Bracing and Support for Return to Activity
When you’re ready to return to sports or higher-demand activities, external support can reduce the risk of re-spraining. Both ankle taping and lace-up braces have been shown to help prevent recurrent sprains, though braces appear to be somewhat more effective. The benefit is greatest after a first-time injury, which is exactly when the ankle is most vulnerable to a repeat sprain.
A brace isn’t a substitute for rehabilitation exercises. It provides mechanical support, but proprioception training rebuilds the neuromuscular control that prevents your ankle from rolling in the first place. The best protection is both together.
When Surgery Becomes Necessary
Most ankle sprains, even Grade 3 tears, heal without surgery. But up to 40% of people with lateral ankle ligament injuries develop ongoing problems: lingering pain, swelling, repeated sprains, or an ankle that gives way during everyday activities. Some studies put the number as high as 70% developing some degree of chronic instability.
Surgery is typically considered only after months of rehabilitation haven’t resolved the instability. The most common procedure tightens or reconstructs the stretched ligament on the outside of the ankle. Certain foot mechanics make chronic instability more likely, including heels that tilt inward, high arches, or naturally loose ligaments (as seen in conditions like Ehlers-Danlos syndrome).

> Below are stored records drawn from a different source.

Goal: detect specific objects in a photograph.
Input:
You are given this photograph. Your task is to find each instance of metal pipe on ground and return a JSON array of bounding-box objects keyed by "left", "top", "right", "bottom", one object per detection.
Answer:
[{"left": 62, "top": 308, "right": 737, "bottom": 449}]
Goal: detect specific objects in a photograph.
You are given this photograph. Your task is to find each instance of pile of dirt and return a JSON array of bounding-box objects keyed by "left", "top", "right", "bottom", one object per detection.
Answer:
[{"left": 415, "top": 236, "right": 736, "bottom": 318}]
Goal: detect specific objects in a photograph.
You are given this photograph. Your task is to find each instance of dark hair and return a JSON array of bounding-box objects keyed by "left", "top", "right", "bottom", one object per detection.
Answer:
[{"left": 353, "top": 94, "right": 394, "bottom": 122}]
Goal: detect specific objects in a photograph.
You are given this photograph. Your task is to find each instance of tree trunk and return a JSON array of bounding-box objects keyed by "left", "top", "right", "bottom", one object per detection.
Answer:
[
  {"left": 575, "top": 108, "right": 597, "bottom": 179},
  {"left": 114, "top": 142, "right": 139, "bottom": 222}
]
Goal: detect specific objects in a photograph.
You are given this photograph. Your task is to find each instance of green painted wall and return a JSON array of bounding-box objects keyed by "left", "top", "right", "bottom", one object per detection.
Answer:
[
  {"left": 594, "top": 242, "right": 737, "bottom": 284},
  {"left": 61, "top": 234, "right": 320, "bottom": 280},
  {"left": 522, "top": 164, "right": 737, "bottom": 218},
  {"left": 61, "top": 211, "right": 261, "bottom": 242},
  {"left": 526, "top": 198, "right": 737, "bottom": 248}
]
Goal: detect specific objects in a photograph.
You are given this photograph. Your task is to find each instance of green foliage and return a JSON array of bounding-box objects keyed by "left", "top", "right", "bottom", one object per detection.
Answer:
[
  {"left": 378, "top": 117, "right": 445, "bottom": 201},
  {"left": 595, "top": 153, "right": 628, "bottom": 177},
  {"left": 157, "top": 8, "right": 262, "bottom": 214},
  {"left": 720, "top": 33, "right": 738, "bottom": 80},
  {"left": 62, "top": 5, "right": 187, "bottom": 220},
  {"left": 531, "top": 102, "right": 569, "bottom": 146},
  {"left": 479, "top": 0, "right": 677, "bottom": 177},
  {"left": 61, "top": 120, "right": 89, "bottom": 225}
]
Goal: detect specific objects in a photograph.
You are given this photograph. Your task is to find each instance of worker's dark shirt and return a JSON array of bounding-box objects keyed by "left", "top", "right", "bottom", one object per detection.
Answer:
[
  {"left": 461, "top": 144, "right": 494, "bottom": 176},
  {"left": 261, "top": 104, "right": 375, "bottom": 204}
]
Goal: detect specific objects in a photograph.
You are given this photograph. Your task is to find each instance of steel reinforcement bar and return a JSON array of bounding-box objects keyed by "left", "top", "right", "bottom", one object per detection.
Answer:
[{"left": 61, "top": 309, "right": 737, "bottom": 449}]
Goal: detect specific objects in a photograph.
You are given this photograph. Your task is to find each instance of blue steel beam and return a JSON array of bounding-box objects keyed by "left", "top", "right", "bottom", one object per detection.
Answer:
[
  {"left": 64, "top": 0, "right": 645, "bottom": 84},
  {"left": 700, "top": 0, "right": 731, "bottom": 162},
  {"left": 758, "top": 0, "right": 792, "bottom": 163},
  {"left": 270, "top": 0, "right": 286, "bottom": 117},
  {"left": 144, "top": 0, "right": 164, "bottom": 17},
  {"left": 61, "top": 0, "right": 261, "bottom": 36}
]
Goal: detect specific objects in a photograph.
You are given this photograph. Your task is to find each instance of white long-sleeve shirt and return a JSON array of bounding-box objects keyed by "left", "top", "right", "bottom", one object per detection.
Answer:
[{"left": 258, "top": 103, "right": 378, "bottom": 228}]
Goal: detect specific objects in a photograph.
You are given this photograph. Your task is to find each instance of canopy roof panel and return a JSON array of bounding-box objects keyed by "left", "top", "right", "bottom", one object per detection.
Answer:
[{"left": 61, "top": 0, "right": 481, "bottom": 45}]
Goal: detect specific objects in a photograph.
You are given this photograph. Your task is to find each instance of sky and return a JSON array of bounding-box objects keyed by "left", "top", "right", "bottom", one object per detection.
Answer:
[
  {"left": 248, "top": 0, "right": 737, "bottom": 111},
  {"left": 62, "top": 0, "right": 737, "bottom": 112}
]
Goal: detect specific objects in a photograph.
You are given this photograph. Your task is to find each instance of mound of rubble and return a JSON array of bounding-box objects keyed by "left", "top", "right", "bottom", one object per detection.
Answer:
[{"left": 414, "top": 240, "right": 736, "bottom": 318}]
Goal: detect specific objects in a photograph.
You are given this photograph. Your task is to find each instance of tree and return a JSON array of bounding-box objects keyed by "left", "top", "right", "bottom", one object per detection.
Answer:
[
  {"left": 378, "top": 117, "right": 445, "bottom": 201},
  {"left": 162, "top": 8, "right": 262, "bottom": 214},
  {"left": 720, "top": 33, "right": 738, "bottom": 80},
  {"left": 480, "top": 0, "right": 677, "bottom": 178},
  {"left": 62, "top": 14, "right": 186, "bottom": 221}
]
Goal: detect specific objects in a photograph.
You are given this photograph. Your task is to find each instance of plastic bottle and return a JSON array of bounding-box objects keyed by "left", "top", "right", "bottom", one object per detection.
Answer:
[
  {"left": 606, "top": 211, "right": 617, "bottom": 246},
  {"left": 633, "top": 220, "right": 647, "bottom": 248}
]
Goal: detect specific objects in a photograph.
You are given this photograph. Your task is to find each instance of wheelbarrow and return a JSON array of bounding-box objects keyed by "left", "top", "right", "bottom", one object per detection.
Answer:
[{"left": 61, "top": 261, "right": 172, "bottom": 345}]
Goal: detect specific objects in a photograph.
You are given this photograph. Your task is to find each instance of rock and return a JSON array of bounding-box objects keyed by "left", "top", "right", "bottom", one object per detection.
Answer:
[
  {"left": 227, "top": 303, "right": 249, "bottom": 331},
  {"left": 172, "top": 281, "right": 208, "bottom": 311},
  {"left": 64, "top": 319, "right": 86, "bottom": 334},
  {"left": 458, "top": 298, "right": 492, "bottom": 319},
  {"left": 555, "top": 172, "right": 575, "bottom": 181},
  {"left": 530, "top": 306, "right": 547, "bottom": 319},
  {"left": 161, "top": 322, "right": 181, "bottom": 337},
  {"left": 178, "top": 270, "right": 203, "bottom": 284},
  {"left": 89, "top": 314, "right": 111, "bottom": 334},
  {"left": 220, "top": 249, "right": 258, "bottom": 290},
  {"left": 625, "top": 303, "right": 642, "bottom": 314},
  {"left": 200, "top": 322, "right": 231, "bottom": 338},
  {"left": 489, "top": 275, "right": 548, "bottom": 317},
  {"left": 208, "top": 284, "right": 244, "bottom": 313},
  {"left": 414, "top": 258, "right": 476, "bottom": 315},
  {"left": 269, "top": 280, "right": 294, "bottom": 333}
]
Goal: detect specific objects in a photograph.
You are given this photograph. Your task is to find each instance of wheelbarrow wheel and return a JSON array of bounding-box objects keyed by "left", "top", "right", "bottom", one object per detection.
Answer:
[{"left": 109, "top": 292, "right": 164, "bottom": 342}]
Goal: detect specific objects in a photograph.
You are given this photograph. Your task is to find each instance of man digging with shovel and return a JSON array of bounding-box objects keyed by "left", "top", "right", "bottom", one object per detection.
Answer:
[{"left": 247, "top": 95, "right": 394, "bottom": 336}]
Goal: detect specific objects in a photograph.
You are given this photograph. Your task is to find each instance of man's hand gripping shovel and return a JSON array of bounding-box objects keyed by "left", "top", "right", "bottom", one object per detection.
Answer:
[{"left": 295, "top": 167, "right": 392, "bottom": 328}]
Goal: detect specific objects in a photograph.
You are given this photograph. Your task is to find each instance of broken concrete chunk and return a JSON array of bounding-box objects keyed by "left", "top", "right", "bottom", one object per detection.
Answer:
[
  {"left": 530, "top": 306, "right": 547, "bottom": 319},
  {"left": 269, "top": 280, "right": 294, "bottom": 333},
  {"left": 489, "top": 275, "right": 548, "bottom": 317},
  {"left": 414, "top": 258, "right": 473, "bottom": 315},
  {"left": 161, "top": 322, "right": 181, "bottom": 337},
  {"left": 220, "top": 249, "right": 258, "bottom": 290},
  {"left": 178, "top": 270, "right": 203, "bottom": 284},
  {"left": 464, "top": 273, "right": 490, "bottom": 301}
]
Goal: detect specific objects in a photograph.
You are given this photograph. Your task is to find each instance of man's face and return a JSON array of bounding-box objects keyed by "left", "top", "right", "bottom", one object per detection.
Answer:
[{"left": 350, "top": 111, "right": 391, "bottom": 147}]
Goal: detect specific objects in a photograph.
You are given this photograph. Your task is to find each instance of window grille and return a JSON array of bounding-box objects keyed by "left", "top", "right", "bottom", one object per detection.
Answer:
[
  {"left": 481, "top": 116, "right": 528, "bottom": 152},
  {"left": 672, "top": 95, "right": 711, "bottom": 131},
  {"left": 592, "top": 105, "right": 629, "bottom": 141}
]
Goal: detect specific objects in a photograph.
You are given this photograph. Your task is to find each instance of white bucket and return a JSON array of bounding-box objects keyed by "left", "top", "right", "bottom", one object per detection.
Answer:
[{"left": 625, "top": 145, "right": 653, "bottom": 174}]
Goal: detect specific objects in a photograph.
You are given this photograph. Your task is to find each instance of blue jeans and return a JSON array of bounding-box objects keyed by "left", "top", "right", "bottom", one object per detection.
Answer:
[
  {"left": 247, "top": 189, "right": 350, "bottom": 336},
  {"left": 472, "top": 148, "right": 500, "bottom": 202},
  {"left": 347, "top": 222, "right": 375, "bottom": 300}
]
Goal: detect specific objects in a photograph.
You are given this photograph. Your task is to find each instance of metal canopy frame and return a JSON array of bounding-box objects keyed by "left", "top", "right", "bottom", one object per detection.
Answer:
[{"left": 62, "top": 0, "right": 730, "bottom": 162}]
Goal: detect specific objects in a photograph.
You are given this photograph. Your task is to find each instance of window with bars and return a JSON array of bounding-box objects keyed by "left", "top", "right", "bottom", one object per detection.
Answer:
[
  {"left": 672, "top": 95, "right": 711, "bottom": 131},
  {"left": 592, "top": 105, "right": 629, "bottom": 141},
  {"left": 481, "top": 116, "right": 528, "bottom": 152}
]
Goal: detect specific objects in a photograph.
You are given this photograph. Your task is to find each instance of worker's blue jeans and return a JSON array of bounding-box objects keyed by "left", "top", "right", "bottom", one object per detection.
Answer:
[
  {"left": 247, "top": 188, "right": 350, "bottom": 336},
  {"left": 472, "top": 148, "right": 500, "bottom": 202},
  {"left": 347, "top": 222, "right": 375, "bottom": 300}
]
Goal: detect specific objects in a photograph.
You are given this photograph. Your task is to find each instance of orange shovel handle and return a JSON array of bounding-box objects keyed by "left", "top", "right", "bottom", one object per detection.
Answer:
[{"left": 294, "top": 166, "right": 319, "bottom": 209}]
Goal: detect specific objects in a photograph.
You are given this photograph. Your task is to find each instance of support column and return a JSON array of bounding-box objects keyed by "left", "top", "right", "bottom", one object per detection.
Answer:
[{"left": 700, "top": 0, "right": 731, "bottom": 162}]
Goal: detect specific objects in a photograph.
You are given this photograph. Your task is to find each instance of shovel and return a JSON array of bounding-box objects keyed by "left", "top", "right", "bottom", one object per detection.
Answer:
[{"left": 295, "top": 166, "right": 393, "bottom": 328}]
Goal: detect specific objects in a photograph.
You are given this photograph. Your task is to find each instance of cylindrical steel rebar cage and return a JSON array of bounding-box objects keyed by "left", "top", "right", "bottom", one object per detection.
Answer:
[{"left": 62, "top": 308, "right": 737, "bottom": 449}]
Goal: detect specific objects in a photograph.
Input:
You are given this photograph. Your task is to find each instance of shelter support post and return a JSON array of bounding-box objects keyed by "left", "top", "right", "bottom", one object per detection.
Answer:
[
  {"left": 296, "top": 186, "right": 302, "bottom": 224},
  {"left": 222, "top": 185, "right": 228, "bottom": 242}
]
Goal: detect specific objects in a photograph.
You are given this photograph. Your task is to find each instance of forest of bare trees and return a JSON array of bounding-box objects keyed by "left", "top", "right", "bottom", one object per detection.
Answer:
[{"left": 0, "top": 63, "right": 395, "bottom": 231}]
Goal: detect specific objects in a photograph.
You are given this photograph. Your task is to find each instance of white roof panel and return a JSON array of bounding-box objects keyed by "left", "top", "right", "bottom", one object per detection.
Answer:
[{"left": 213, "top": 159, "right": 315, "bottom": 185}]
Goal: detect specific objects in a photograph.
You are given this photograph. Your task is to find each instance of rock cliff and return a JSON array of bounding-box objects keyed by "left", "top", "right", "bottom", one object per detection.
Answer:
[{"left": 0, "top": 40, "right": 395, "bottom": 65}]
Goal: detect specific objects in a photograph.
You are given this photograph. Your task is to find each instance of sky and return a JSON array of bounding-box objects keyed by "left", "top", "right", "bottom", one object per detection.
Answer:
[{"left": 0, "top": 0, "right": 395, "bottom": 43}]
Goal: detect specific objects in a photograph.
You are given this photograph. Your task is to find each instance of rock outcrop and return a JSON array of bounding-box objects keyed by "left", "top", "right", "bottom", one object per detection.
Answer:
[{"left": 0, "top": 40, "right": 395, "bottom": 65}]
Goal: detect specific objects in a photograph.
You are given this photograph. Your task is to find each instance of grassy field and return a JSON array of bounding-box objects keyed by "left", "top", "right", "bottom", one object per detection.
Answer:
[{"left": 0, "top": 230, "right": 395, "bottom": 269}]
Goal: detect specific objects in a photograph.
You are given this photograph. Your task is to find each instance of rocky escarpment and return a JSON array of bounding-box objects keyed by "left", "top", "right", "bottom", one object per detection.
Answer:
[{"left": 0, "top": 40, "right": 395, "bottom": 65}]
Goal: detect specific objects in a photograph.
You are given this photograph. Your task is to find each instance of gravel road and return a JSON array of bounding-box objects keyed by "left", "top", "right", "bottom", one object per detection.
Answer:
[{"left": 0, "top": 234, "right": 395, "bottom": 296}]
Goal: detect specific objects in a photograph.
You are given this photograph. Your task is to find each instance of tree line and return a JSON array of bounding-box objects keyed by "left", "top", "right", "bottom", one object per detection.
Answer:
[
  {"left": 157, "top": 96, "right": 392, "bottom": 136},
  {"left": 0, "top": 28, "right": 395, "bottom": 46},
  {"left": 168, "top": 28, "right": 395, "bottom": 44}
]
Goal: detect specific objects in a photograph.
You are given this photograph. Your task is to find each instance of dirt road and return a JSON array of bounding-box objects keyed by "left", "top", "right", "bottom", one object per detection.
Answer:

If your ankle keeps giving out, feels loose, or you’re re-spraining it repeatedly despite doing rehab exercises, imaging with an MRI can reveal whether the ligament has healed properly. Stress X-rays, taken while the ankle is pulled forward, can objectively measure how much laxity remains in the joint.
Red Flags That Need Immediate Attention
Most sprains can be managed at home initially, but certain signs point to something more serious. Get evaluated promptly if you have severe pain or swelling that keeps getting worse, the ankle looks visibly deformed, you can’t put any weight on the foot, or you develop signs of infection like warmth, skin color changes, or fever. An open wound near the ankle after a twisting injury also warrants immediate care, as it could indicate a more complex injury than a simple sprain.